[pcap-ng-format] draft-gharris-opsawg-pcap.txt --- FCS length description
Guy Harris
gharris at sonic.net
Tue Dec 22 09:01:01 UTC 2020
On Dec 21, 2020, at 4:31 PM, Michael Richardson <mcr+ietf at sandelman.ca> wrote:
> Hi, I have reworked the document that Guy put into XML describing the *PCAP*
> (not NG) format. I found the text for LinkType to be confusing, and
> frankly, I think wrong.
>
> * LinkType (32 bits): an unsigned value that defines, in the lower
> 16 bits, the link layer type of packets in the file, and
> optionally indicates the length of the Frame Check Sequence (FCS)
> of packets in the upper 16 bits. The list of Standardized Link
> Layer Type codes is available in [LINKTYPES]. If bit 5 is set,
> bits 0 through 3 contain the length of the FCS field at the end of
> all packets; if bit 5 is not set, the length of the FCS field at
> the end of all packets is unknown. Bit 4, and bits 6 through 15,
> SHOULD be filled with 0 by pcap file writers, and MUST be ignored
> by pcap file readers.
Perhaps that field should be called "LinkTypeandInfo", or something such as that, to indicate that only the lower 16 bits are the link type. (Link-layer header types are shared by pcap and pcapng, and the link-layer header type in a pcapng Interface Description Block is 16 bits.)
> Looking at libpcap's pcap/pcap.h:
> https://github.com/the-tcpdump-group/libpcap/blob/master/pcap/pcap.h#L217
>
> we see:
> /*
> * Macros for the value returned by pcap_datalink_ext().
> *
> * If LT_FCS_LENGTH_PRESENT(x) is true, the LT_FCS_LENGTH(x) macro
> * gives the FCS length of packets in the capture.
> */
> #define LT_FCS_LENGTH_PRESENT(x) ((x) & 0x04000000)
> #define LT_FCS_LENGTH(x) (((x) & 0xF0000000) >> 28)
> #define LT_FCS_DATALINK_EXT(x) ((((x) & 0xF) << 28) | 0x04000000)
>
> this suggests that the FCS length is really only 3 bits (maximum FCS size of
> 7 bytes? Or does 0 indicate 8 bytes? Ethernet is 4...).

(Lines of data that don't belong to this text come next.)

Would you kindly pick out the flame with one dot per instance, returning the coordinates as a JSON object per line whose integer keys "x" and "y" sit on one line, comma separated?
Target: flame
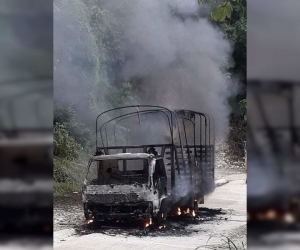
{"x": 178, "y": 211}
{"x": 90, "y": 220}
{"x": 148, "y": 222}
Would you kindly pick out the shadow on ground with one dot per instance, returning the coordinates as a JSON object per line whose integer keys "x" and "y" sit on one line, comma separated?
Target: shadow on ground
{"x": 272, "y": 234}
{"x": 174, "y": 226}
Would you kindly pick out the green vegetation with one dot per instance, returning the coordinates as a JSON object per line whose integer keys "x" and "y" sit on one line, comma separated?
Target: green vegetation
{"x": 230, "y": 16}
{"x": 87, "y": 45}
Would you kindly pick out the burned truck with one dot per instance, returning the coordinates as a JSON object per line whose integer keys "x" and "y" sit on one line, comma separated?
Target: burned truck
{"x": 26, "y": 142}
{"x": 151, "y": 162}
{"x": 273, "y": 171}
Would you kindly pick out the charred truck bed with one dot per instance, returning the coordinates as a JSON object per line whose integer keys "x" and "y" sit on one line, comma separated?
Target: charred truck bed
{"x": 152, "y": 161}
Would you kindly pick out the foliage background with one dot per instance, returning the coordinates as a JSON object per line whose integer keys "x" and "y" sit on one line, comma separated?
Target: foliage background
{"x": 93, "y": 49}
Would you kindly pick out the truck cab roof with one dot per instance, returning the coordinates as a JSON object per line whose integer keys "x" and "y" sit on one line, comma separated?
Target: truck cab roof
{"x": 123, "y": 156}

0 indicates "no FCS present".
And, yes, the spec should indicate that.
> I see, however:
> pcap-dag.c:
> p->linktype_ext = LT_FCS_DATALINK_EXT(pd->dag_fcs_bits/16);
>
> I can find no other references. So I guess Ethernet gets a value of 2 (*16 bits).
Yes, the length of the FCS is in 16-bit units.
And, yes, the spec should indicate that.
> I can't find any other uses.
> pcap_datalink_ext() is in pcap.c, but no the man page.
>
> The code does not ignore bits 28:16 of the linktype field (the bits numbered
> 6:15 in the diagram).
They were originally intended for use with some stuff NetBSD was doing (I'd have to look into the history of the NetBSD code), but I think NetBSD stopped doing that.
> Since we are nowhere close to 64K link types, from looking at the pcap
> document only, we could make it 28-bits:
> BUT: pcapng has a 16-bit LinkType only, so we really need to limit this to
> 16-bits.... OOPS. I'll fix this in -01.
>
> What I'm looking for in this email is:
> 1) confirmation that Linktype is 16-bits.
Yes.
> 2) some explanation of valid FCS values. Seems to be a multiple of 16-bits.
> Is 0 valid?
Yes - it means "packets do not contain an FCS".
> Or would that be indicated by LENGTH_PRESENT(x)==0?
*That* means "the FCS length, or whether there is an FCS, is unknown"; Wireshark does some heuristics to try to guess whether Ethernet packets have an FCS (I added those because, a long time ago, in a galaxy far far away, some Macs delivered Ethernet FCSes when capturing over BPF, and that messed up packet dissection in some cases).